I like tough fights, don’t get me wrong. But Escharum bordered a bit on the unfair and unfun. My boss fight with him devolved into me swinging from one side of a cramped room to another, shooting at him for two seconds, then repeating. I whittled his health down bit by bit, and I was grimacing the whole time.
I desperately missed the couch co-op element of Halo games while I was playing Infinite, not just because it’s fun to play games with friends, but because Infinite itself feels like it would reach pinnacles of greatness if you had a buddy by your side playing it with you.
It captures the wonder of the original games almost perfectly, and it maintains it for a surprising amount of time given the lack of variety in environments.
The combat has also never felt better to me. It might not be the “competitive” type of gameplay fans of Halo 5: Guardians preferred, but it feels like Halo.
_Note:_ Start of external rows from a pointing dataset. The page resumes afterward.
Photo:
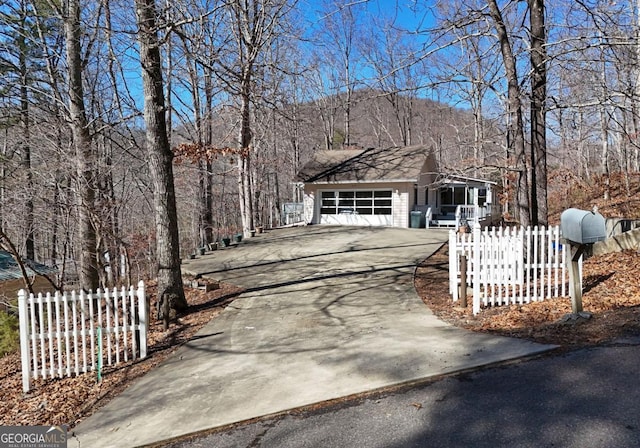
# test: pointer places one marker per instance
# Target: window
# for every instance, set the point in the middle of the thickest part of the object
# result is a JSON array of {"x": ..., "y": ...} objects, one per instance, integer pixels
[
  {"x": 376, "y": 202},
  {"x": 482, "y": 196}
]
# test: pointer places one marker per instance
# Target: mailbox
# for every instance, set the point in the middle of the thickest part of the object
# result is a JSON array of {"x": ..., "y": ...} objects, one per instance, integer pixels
[{"x": 581, "y": 226}]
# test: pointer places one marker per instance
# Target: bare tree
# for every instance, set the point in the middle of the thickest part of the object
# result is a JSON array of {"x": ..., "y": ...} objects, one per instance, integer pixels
[
  {"x": 539, "y": 209},
  {"x": 515, "y": 124},
  {"x": 83, "y": 147},
  {"x": 170, "y": 288}
]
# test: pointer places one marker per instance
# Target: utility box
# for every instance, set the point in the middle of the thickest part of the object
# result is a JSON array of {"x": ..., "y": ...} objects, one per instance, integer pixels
[{"x": 582, "y": 226}]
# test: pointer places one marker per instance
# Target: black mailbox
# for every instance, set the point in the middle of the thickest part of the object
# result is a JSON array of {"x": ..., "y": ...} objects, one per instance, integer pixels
[{"x": 581, "y": 226}]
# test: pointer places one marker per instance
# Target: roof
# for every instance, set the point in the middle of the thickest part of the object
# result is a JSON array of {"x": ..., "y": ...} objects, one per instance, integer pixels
[
  {"x": 394, "y": 164},
  {"x": 9, "y": 269}
]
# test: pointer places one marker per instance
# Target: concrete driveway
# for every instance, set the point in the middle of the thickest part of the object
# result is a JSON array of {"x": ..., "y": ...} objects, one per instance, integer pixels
[{"x": 328, "y": 312}]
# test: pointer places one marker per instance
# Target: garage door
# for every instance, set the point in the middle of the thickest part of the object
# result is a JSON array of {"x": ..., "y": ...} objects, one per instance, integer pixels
[{"x": 356, "y": 207}]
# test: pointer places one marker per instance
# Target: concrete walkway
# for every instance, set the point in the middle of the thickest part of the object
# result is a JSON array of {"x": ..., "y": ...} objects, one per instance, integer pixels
[{"x": 329, "y": 312}]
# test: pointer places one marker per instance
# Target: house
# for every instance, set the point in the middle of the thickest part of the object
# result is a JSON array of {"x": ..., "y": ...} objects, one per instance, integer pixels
[
  {"x": 11, "y": 280},
  {"x": 395, "y": 187}
]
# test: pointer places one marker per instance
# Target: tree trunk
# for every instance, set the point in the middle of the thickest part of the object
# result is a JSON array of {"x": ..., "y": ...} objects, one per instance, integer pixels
[
  {"x": 170, "y": 288},
  {"x": 244, "y": 156},
  {"x": 539, "y": 209},
  {"x": 83, "y": 149},
  {"x": 515, "y": 126}
]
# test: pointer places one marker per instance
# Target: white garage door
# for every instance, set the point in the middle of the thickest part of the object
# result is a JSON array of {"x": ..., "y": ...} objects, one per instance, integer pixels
[{"x": 356, "y": 207}]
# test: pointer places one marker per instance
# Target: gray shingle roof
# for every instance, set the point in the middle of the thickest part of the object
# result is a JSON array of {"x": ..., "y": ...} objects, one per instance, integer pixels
[
  {"x": 9, "y": 269},
  {"x": 388, "y": 164}
]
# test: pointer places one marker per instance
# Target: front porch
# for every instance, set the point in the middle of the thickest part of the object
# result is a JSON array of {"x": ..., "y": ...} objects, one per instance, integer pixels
[{"x": 458, "y": 201}]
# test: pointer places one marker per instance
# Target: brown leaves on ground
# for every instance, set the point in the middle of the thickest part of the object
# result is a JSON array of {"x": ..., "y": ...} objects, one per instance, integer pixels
[
  {"x": 611, "y": 293},
  {"x": 69, "y": 400}
]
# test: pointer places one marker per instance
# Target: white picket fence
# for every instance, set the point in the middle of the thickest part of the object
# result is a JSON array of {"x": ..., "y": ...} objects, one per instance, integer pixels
[
  {"x": 72, "y": 333},
  {"x": 509, "y": 265}
]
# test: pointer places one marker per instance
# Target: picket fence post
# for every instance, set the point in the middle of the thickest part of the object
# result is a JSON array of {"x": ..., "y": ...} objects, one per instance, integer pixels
[
  {"x": 64, "y": 317},
  {"x": 24, "y": 339},
  {"x": 142, "y": 313},
  {"x": 476, "y": 268}
]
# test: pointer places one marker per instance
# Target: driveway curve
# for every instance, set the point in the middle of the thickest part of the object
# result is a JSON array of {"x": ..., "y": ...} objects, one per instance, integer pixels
[{"x": 328, "y": 312}]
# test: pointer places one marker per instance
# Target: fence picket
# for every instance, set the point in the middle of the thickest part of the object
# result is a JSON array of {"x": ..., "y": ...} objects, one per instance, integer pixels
[
  {"x": 508, "y": 266},
  {"x": 50, "y": 335},
  {"x": 58, "y": 332}
]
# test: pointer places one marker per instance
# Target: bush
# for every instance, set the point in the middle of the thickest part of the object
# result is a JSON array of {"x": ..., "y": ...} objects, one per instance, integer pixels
[{"x": 9, "y": 335}]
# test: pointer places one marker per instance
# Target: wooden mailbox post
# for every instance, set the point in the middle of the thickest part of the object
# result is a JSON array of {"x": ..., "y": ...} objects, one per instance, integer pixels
[{"x": 580, "y": 228}]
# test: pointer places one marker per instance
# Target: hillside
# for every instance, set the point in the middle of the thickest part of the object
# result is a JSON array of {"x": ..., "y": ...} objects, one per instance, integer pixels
[{"x": 611, "y": 291}]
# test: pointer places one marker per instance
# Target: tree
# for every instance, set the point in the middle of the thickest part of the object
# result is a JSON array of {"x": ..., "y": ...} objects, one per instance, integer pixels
[
  {"x": 515, "y": 124},
  {"x": 170, "y": 287},
  {"x": 539, "y": 209},
  {"x": 82, "y": 142}
]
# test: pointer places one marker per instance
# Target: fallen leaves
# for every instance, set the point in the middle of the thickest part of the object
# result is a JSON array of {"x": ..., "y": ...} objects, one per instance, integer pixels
[
  {"x": 66, "y": 401},
  {"x": 611, "y": 295}
]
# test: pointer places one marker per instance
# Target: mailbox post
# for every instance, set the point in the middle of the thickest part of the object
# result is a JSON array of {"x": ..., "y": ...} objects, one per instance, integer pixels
[{"x": 580, "y": 228}]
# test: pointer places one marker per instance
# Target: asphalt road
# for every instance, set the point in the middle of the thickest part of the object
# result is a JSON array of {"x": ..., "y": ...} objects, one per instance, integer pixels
[{"x": 585, "y": 398}]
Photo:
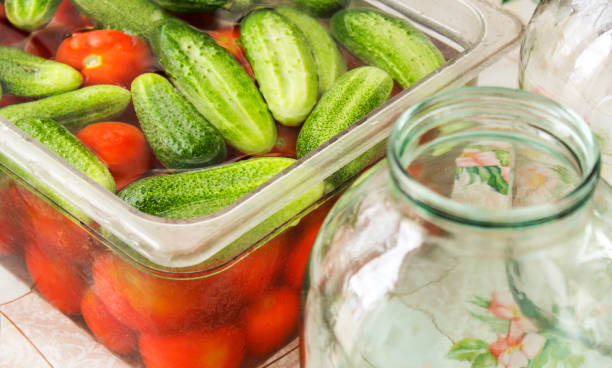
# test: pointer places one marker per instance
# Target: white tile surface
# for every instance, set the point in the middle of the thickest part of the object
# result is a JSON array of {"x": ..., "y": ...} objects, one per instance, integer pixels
[{"x": 15, "y": 350}]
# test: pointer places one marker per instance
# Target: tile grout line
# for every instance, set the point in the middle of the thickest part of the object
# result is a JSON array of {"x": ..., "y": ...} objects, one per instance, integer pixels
[
  {"x": 27, "y": 339},
  {"x": 18, "y": 298}
]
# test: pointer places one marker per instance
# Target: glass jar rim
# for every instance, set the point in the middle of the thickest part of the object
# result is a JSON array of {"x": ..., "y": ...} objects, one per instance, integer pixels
[{"x": 407, "y": 127}]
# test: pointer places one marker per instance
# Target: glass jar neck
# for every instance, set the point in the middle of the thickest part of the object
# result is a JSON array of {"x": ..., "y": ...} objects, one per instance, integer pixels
[{"x": 509, "y": 117}]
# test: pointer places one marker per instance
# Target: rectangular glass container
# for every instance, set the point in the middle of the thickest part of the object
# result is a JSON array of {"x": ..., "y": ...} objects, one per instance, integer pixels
[{"x": 167, "y": 264}]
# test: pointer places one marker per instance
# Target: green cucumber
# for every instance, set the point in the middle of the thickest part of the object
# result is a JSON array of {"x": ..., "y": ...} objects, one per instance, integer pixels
[
  {"x": 329, "y": 59},
  {"x": 185, "y": 6},
  {"x": 218, "y": 87},
  {"x": 387, "y": 42},
  {"x": 321, "y": 8},
  {"x": 355, "y": 94},
  {"x": 30, "y": 15},
  {"x": 60, "y": 141},
  {"x": 283, "y": 65},
  {"x": 75, "y": 108},
  {"x": 26, "y": 75},
  {"x": 201, "y": 192},
  {"x": 136, "y": 17},
  {"x": 178, "y": 134}
]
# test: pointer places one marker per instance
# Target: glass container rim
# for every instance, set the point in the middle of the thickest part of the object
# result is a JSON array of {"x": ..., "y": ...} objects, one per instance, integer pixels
[{"x": 454, "y": 211}]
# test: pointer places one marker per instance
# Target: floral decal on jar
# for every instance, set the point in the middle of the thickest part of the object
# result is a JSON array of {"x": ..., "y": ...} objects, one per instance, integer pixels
[{"x": 520, "y": 344}]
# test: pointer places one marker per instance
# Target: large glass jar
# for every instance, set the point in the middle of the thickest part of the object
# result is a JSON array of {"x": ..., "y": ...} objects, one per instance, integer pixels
[
  {"x": 484, "y": 240},
  {"x": 567, "y": 55}
]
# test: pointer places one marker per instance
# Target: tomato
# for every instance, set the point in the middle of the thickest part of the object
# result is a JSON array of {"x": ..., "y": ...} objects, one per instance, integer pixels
[
  {"x": 220, "y": 348},
  {"x": 228, "y": 38},
  {"x": 271, "y": 320},
  {"x": 106, "y": 56},
  {"x": 253, "y": 274},
  {"x": 44, "y": 43},
  {"x": 122, "y": 147},
  {"x": 54, "y": 232},
  {"x": 67, "y": 15},
  {"x": 12, "y": 217},
  {"x": 113, "y": 334},
  {"x": 148, "y": 303},
  {"x": 305, "y": 235},
  {"x": 58, "y": 280}
]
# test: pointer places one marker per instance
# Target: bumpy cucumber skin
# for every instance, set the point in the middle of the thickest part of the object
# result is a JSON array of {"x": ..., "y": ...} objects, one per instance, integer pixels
[
  {"x": 179, "y": 135},
  {"x": 136, "y": 17},
  {"x": 217, "y": 86},
  {"x": 26, "y": 75},
  {"x": 75, "y": 108},
  {"x": 283, "y": 65},
  {"x": 201, "y": 192},
  {"x": 386, "y": 42},
  {"x": 330, "y": 61},
  {"x": 185, "y": 6},
  {"x": 30, "y": 15},
  {"x": 321, "y": 8},
  {"x": 60, "y": 141},
  {"x": 351, "y": 97}
]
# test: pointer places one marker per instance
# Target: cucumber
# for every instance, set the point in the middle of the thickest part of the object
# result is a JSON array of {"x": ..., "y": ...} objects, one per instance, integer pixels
[
  {"x": 218, "y": 87},
  {"x": 75, "y": 108},
  {"x": 60, "y": 141},
  {"x": 283, "y": 65},
  {"x": 329, "y": 59},
  {"x": 387, "y": 42},
  {"x": 185, "y": 6},
  {"x": 351, "y": 97},
  {"x": 136, "y": 17},
  {"x": 178, "y": 134},
  {"x": 321, "y": 8},
  {"x": 201, "y": 192},
  {"x": 30, "y": 15},
  {"x": 26, "y": 75},
  {"x": 198, "y": 193}
]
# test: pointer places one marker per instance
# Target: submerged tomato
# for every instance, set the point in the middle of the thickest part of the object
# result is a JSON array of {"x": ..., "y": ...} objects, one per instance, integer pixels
[
  {"x": 113, "y": 334},
  {"x": 271, "y": 320},
  {"x": 148, "y": 303},
  {"x": 55, "y": 233},
  {"x": 228, "y": 38},
  {"x": 122, "y": 147},
  {"x": 219, "y": 348},
  {"x": 106, "y": 56},
  {"x": 57, "y": 279}
]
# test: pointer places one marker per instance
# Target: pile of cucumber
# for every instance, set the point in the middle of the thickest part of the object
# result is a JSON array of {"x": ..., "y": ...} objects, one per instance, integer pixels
[{"x": 206, "y": 99}]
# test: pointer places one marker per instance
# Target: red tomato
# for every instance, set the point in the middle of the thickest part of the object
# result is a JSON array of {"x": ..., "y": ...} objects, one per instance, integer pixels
[
  {"x": 228, "y": 38},
  {"x": 66, "y": 14},
  {"x": 11, "y": 217},
  {"x": 113, "y": 334},
  {"x": 270, "y": 321},
  {"x": 152, "y": 304},
  {"x": 220, "y": 348},
  {"x": 305, "y": 235},
  {"x": 122, "y": 147},
  {"x": 106, "y": 56},
  {"x": 55, "y": 233},
  {"x": 255, "y": 273},
  {"x": 44, "y": 43},
  {"x": 58, "y": 280}
]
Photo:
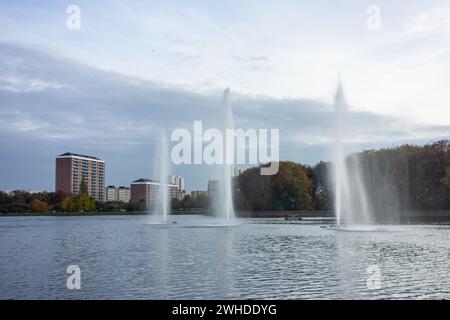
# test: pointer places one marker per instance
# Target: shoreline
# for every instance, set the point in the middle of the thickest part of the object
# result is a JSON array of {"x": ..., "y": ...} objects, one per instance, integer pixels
[{"x": 402, "y": 217}]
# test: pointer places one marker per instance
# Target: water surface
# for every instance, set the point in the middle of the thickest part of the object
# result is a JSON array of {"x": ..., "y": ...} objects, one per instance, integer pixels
[{"x": 125, "y": 257}]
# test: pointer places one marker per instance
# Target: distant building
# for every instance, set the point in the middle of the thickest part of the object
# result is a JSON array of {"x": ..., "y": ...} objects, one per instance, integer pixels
[
  {"x": 235, "y": 171},
  {"x": 121, "y": 194},
  {"x": 197, "y": 193},
  {"x": 178, "y": 181},
  {"x": 73, "y": 170},
  {"x": 111, "y": 193},
  {"x": 146, "y": 192},
  {"x": 213, "y": 188},
  {"x": 124, "y": 194}
]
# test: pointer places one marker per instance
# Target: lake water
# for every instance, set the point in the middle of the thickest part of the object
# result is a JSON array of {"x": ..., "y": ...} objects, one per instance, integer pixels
[{"x": 124, "y": 257}]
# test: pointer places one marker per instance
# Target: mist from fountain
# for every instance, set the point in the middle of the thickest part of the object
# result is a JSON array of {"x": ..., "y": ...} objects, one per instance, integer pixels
[
  {"x": 351, "y": 201},
  {"x": 162, "y": 170},
  {"x": 223, "y": 197}
]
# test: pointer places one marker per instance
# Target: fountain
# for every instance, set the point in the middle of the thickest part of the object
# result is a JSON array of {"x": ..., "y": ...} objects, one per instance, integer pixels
[
  {"x": 161, "y": 169},
  {"x": 223, "y": 197},
  {"x": 351, "y": 202}
]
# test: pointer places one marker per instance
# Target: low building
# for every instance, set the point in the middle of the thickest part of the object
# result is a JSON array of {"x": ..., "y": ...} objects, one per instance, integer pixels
[
  {"x": 178, "y": 181},
  {"x": 213, "y": 188},
  {"x": 197, "y": 193},
  {"x": 121, "y": 194},
  {"x": 145, "y": 192},
  {"x": 124, "y": 194}
]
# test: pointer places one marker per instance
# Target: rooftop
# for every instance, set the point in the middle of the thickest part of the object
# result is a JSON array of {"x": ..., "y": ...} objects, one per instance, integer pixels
[{"x": 70, "y": 154}]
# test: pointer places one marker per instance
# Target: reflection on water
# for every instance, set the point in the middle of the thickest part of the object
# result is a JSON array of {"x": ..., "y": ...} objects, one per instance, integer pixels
[{"x": 125, "y": 257}]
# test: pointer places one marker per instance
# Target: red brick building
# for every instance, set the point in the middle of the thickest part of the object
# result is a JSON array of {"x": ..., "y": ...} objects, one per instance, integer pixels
[{"x": 73, "y": 170}]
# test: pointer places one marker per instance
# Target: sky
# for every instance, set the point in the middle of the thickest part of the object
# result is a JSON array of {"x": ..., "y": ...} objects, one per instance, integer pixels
[{"x": 134, "y": 67}]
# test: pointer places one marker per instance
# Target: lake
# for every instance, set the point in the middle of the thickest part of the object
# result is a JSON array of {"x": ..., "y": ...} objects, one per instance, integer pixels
[{"x": 123, "y": 257}]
Approaching encounters and enemies in Halo Infinite is different every time. I could be tackling the same objective as someone else, but we could both go about it in very different ways, which heightens the game’s replay value.
And that’s considering that it may be harder to replay Halo Infinite because that means starting from the very beginning.
But I can definitely say it will be worth it.
I rate Halo Infinite a joy-to-play-for-a-long-time-Halo-fan-and-a-massive-relief-like-I-swear-a-weight-has-dropped-from-my-shoulders-faster-than-a-Scorpion-tank-drops-on-an-unsuspecting-ODST.